Welcome @maher13 :hugs: Have you tried the above answer (which seems to me is the right one).
There are multiple ways of pushing your model to hub, see more about it here.

yes, I did, thank you both for your help.

If I don’t want to push my model to the hub?
how can I resume the training from specific check point?

Hey Eran,

Had a similar question a while ago - all i did was specify the checkpoint path in the model and tokenizer declaration

e.g.

tokenizer = AutoTokenizer.from_pretrained(“my_awesome_model/checkpoint-xxxx”)

model = AutoModelForSequenceClassification.from_pretrained(“my_awesome_model/checkpoint-xxxx”)

and then leave trainer.train() without any arguments since you are loading the pretrained checkpoint already.

1 Like

I came across this issue and I have a solution.
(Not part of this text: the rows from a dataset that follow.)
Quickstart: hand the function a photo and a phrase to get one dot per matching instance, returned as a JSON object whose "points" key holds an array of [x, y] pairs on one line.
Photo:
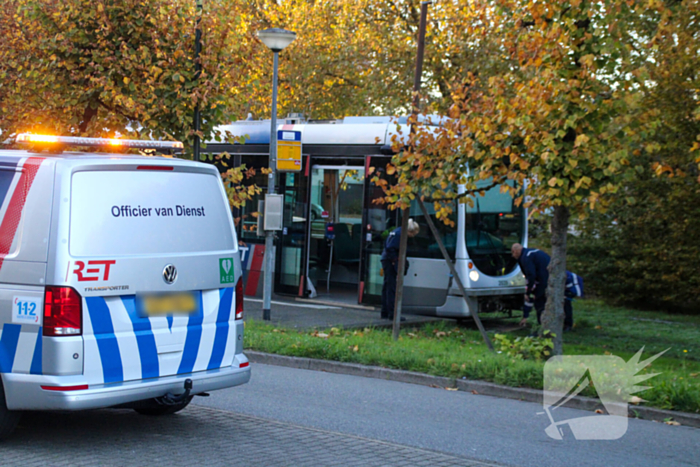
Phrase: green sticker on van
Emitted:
{"points": [[226, 270]]}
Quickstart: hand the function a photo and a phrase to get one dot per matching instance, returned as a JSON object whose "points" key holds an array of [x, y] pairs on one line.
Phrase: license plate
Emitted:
{"points": [[170, 304]]}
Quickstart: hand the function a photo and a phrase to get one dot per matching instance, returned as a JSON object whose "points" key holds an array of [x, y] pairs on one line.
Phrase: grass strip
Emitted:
{"points": [[447, 349]]}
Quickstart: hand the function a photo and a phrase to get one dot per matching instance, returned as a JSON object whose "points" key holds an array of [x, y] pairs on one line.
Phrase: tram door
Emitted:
{"points": [[291, 241], [336, 199]]}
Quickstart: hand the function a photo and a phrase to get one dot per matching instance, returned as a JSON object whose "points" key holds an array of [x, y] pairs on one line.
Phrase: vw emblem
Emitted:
{"points": [[169, 274]]}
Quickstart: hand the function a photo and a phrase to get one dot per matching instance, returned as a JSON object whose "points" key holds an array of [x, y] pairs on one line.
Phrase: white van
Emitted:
{"points": [[120, 282]]}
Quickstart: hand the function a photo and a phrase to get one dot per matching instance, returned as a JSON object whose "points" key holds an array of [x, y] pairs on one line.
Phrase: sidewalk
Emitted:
{"points": [[310, 314]]}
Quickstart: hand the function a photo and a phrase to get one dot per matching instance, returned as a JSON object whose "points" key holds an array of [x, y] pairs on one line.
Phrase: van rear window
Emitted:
{"points": [[123, 213]]}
I was using these for training_args for a whisper model finetune for context

You can still use trainer.train() with no arguments and have it resume from checkpoint. You just include this in your training_args:

training_args = Seq2SeqTrainingArguments(
output_dir=“/your/path”, # change to a repo name of your choice
resume_from_checkpoint=“/path/checkpoint-4000”,
per_device_train_batch_size=16,
gradient_accumulation_steps=1, # increase by 2x for every 2x decrease in batch size
learning_rate=1e-5,
warmup_steps=500,
max_steps=12000,
gradient_checkpointing=True,
fp16=True, # Change to false if using CPU only
evaluation_strategy=“steps”,
per_device_eval_batch_size=8,
predict_with_generate=True,
generation_max_length=225,
save_steps=1000,
eval_steps=1000,
logging_steps=25,
report_to=[“tensorboard”],
load_best_model_at_end=True,
metric_for_best_model=“wer”,
greater_is_better=False,
push_to_hub=True,
)

So resume_from_checkpoint does not want true/false in this case, it wants a “str” as a input argument. You’re IDE should show you when you hover you’re cursor over it, what the variable type the parameter requires.

Go to your local machine where you save your checkpoints and literally copy the directory to the checkpoint, for example here is a linux path to a checkpoint: resume_from_checkpoint = “/home/name/whispertuning/whisper-small-random/checkpoint-4000”.

hfpic1

I did not change any model or tokenizers (although you can do it that way and instead just use the checkpoint as your model but if you want to continuously train a model this will not be efficient.)

Just keep track of you’re metric. If you train it to 4000 steps, and you run another train, just have a look to see if your metrics are actually improving such as the word_error_rate for speech to text from the previous checkpoint you were working from. I hope this answers your question physically and conceptually.